Boris Cherny: Fünf Archetypen statt Jobtitel

Boris Cherny, der bei Anthropic das Team hinter Claude Code führt, beschreibt in einem viel geteilten Beitrag, wie sich die klassischen Rollen auflösen. Engineering, Product, Design und Data Science verschmelzen ineinander, bis die alten Jobtitel kaum noch etwas erklären. In seinem eigenen Team erkennt Cherny stattdessen fünf Archetypen: den Prototyper, der Ideen am Fließband produziert (die meisten sterben früh), den Builder, der sie in Produktion bringt, den Sweeper, der löscht und vereinfacht, den Grower, der Product-Market-Fit jagt, und den Maintainer, der ein reifes System im großen Maßstab am Leben hält. Diese Muster beschreiben, was Menschen tatsächlich tun, nicht was auf ihrer Visitenkarte steht. Für Cherny ist das die logische Folge davon, dass KI-Werkzeuge die Grenzen zwischen den Disziplinen einreißen. → AI Secret

Synthszr Take: Cherny beschreibt dieselbe Verschiebung, die überall gerade sichtbar wird: Code ist billig geworden, Intent ist teuer. Wenn Output nichts mehr kostet, wird der Input zum knappen Gut, und der Input ist Urteilsvermögen über die Phase, in der ein Produkt steckt. Die Gefahr sitzt genau hier: Ein Team mit den falschen Instinkten baut jetzt zehnmal schneller und produziert also Inkohärenz im Zehnfachen. Wer eine unklare Strategie beschleunigt, verwickelt sich in ein Dickicht, aus dem kein Weg mehr herausführt. Das Org-Chart nach Handwerk zu sortieren ist damit reif für die Ablösung, denn die knappe Ressource verteilt sich nicht mehr entlang von Job-Titeln. Sie sitzt in Köpfen, die spüren, ob gerade Wahrnehmen oder Ausliefern dran ist. Wer sein Team nach Instinkt statt nach Skill zusammenstellt, hat den entscheidenden Vorteil bereits eingebaut.
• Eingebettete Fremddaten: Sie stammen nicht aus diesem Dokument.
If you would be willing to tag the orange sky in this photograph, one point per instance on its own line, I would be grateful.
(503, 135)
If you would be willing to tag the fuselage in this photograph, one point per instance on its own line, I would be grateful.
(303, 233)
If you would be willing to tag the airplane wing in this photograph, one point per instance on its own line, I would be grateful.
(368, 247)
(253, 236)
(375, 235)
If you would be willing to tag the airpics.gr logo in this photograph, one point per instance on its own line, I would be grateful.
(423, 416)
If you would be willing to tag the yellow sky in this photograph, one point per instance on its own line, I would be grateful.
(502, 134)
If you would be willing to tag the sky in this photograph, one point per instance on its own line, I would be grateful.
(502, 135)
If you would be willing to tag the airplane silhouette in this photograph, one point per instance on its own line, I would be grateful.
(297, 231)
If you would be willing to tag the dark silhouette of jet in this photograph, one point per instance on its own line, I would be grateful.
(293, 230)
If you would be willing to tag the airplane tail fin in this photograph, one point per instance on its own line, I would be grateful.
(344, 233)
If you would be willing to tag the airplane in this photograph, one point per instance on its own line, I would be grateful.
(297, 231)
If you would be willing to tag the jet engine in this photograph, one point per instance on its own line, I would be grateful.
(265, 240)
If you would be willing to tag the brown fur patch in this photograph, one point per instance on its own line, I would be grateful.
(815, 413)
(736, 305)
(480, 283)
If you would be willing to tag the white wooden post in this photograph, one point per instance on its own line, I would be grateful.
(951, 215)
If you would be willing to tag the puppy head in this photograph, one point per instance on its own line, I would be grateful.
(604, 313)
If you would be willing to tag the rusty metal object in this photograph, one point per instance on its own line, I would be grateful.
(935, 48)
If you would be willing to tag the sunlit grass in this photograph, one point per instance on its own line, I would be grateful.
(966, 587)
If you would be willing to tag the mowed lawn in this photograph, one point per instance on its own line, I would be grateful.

Repo Radar: Fünf GitHub-Projekte, wo Agenten die Arbeit machen

Diese Woche zeigt der GitHub-Trending-Radar fünf Projekte, in denen Agenten aus dem Chatfenster in echte Produktionsarbeit rücken. OpenMontage hat 31.003 Sterne geknackt und verwandelt einen Coding-Assistenten wie Claude Code, Cursor oder Codex in ein komplettes Videostudio: 12 Pipelines, 52 Tools, Budget-Deckel und ein Entscheidungs-Log auf jeden Provider-Call (AGPL-3.0, Schwierigkeit 5/5). Google Labs bringt mit design.md eine Format-Spezifikation, die maschinenlesbare Design-Token in YAML mit menschenlesbarer Begründung in Markdown koppelt, damit Agenten nicht zwischen Sessions von der Marke abdriften (Apache-2.0, Schwierigkeit 1/5, noch als Alpha markiert). Strix von usestrix schickt autonome Agenten-Teams durch die OWASP Top 10, fängt HTTP ab, öffnet eine Shell und schreibt funktionierende Proof-of-Concept-Exploits (29.913 Sterne). Alibabas page-agent steuert Web-Oberflächen per natürlicher Sprache, MinerU macht aus chaotischen PDFs sauberes, LLM-fähiges Markdown. Jedes dieser Repos zielt einen Agenten auf genau eine konkrete Aufgabe. → Marcus Schuler

Synthszr Take: Im Mai haben wir hier notiert, dass Agenten wichtiger werden als Modelle. Diese fünf Repos sind der Beweis, dass die Debatte schon eine Ebene tiefer läuft: Nicht mehr, ob ein Agent Code schreibt, sondern was er als Feierabend-Ergebnis abliefert, das ein Mensch nur noch abnickt. OpenMontage ist dabei der spannendste Fall, weil ein Coding-Tool sein Terrain verlässt und Video produziert. Das ist die Überdehnung des Coding-Agents in einen generellen Produktions-Layer, und genau da liegt der Wert. Zwei Dinge lohnen den Blick vor dem produktiven Einsatz: Die AGPL-3.0 bei OpenMontage bringt echte Copyleft-Pflichten mit, und die schönen Marketing-Ergebnisse brauchen GPU plus Cloud-Videomodelle, der kostenlose Pfad reicht nur für lokale Sprachausgabe und Gratis-Footage. Wer diese Woche zwei Stunden investiert, klont design.md und Strix und testet sie an einem echten Repo, statt auf das nächste Modell-Release zu warten. Die Werkzeuge liegen offen auf dem Tisch; wer sie 2026 in den eigenen Workflow einrastet, hat 2027 die Skalierungsbasis.